La prima evidenza è che siamo colpiti dal dolore quando finisce qualcosa che amiamo. L’altra evidenza è che, però, nella natura attorno a noi non c’è nulla che non ha fine. Le montagne finiscono, il cielo si può misurare, i nostri anni finiscono. E allora, come si fa a vivere desiderando l’infinito per ciò che amiamo, per ciò che ci piace, sapendo però che in natura non c’è nulla di infinito?
Attraversato da questa inquietudine, Leopardi va dietro casa sua e, come a volte facciamo anche noi, prova a immaginarsi l’infinito: «nel pensier mi fingo» – dice a un certo punto –, provo a farmi un’immagine dell’infinito, ma questa immagine è impossibile (non possiamo nemmeno concepire con l’immaginazione qualcosa di infinito!). E infatti dirà che quando prova a immaginarsi l’infinito il cuore quasi «si spaura», si ferma, si intimorisce.
Però in questa poesia succede qualcosa, succede il vento. Sentirete che si alza un vento, che è un segno biblico, un segno che gli va incontro. E allora, «comparando» (dice «vo comparando»), cioè guardando qualcosa che non si vede attraverso i segni che manda, si può fare l’esperienza di un abbandono fiducioso al tempo e all’eterno insieme, ad una unità strana tra eterno e tempo, che è fuori dalla nostra forza, perché ci viene donata.
È una poesia prodigiosa, magnetica, che ogni volta ci ricorda che siamo fatti di infinito e per l’infinito, che nessuna identità tra quelle che ci propone la cultura dominante di oggi è veramente adeguata alla nostra persona. Siamo fatti del problema dell’infinito, e per cercarlo, ma occorre non immaginarselo, non fingerselo in mente. Occorre stare attenti ai segni, come un vento leggero tra le piante, che arriva e ti fa vedere quello che non si vede, ti fa accorgere di qualcosa che i tuoi sensi da soli non potrebbero percepire.
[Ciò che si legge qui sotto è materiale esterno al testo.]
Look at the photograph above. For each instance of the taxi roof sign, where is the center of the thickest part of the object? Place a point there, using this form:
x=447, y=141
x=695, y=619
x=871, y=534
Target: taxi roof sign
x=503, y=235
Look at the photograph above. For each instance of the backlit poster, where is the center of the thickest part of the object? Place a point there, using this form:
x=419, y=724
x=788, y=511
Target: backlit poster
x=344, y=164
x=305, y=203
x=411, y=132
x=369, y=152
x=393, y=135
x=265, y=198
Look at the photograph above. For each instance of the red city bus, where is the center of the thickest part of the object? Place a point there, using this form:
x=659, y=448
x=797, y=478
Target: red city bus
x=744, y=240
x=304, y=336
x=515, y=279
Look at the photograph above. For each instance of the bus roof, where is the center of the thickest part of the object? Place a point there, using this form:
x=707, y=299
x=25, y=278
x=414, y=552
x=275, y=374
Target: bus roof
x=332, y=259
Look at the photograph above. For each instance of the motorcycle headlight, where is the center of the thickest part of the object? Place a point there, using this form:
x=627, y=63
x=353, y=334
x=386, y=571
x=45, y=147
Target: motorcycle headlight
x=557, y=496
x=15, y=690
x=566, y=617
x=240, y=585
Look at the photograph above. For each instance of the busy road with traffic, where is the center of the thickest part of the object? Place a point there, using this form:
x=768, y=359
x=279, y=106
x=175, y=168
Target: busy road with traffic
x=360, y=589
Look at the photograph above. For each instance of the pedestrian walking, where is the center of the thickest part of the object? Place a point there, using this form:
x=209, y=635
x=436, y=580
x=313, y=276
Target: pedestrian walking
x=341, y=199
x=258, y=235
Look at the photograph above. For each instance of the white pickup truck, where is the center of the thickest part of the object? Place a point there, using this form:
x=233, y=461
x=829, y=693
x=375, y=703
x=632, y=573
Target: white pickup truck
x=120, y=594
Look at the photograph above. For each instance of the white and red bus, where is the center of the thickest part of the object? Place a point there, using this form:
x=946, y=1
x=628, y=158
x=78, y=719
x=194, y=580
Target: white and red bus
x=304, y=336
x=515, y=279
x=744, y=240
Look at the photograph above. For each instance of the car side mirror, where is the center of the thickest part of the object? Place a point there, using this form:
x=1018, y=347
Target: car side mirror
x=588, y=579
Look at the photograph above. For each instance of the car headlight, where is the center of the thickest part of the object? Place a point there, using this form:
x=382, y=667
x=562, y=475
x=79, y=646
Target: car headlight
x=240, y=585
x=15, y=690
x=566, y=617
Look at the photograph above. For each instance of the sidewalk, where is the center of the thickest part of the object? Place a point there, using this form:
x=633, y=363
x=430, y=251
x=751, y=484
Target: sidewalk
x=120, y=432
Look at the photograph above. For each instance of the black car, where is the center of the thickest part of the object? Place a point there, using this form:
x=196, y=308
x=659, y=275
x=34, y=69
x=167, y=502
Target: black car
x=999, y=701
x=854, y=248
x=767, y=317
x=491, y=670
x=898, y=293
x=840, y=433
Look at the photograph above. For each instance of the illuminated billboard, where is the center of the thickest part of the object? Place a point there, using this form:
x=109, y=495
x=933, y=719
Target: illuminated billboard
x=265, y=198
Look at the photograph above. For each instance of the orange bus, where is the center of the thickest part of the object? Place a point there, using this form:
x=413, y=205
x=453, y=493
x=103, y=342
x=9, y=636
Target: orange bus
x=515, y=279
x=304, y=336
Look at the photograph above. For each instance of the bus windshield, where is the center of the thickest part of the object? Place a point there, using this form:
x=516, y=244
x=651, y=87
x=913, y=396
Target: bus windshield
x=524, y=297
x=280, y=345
Per questo, per chi cerca l’infinito, la cosa importante è stare attenti ai segni, non seguire la propria immaginazione; l’attenzione ai segni, anche quelli più semplici, come lo sguardo degli amici, come certi gesti semplici, che sono come un vento tra le piante e che permettono al tuo viaggio di essere visitato sempre da un vento, da qualcosa che non si ferma.
L’Infinito
(G. Leopardi)
Sempre caro mi fu quest'ermo colle,
e questa siepe, che da tanta parte
dell'ultimo orizzonte il guardo esclude.
Ma sedendo e mirando, interminati
spazi di là da quella, e sovrumani
silenzi, e profondissima quiete
io nel pensier mi fingo, ove per poco
il cor non si spaura. E come il vento
odo stormir tra queste piante, io quello
infinito silenzio a questa voce
vo comparando: e mi sovvien l'eterno,
e le morte stagioni, e la presente
e viva, e il suon di lei. Così tra questa
immensità s'annega il pensier mio:
e il naufragar m'è dolce in questo mare.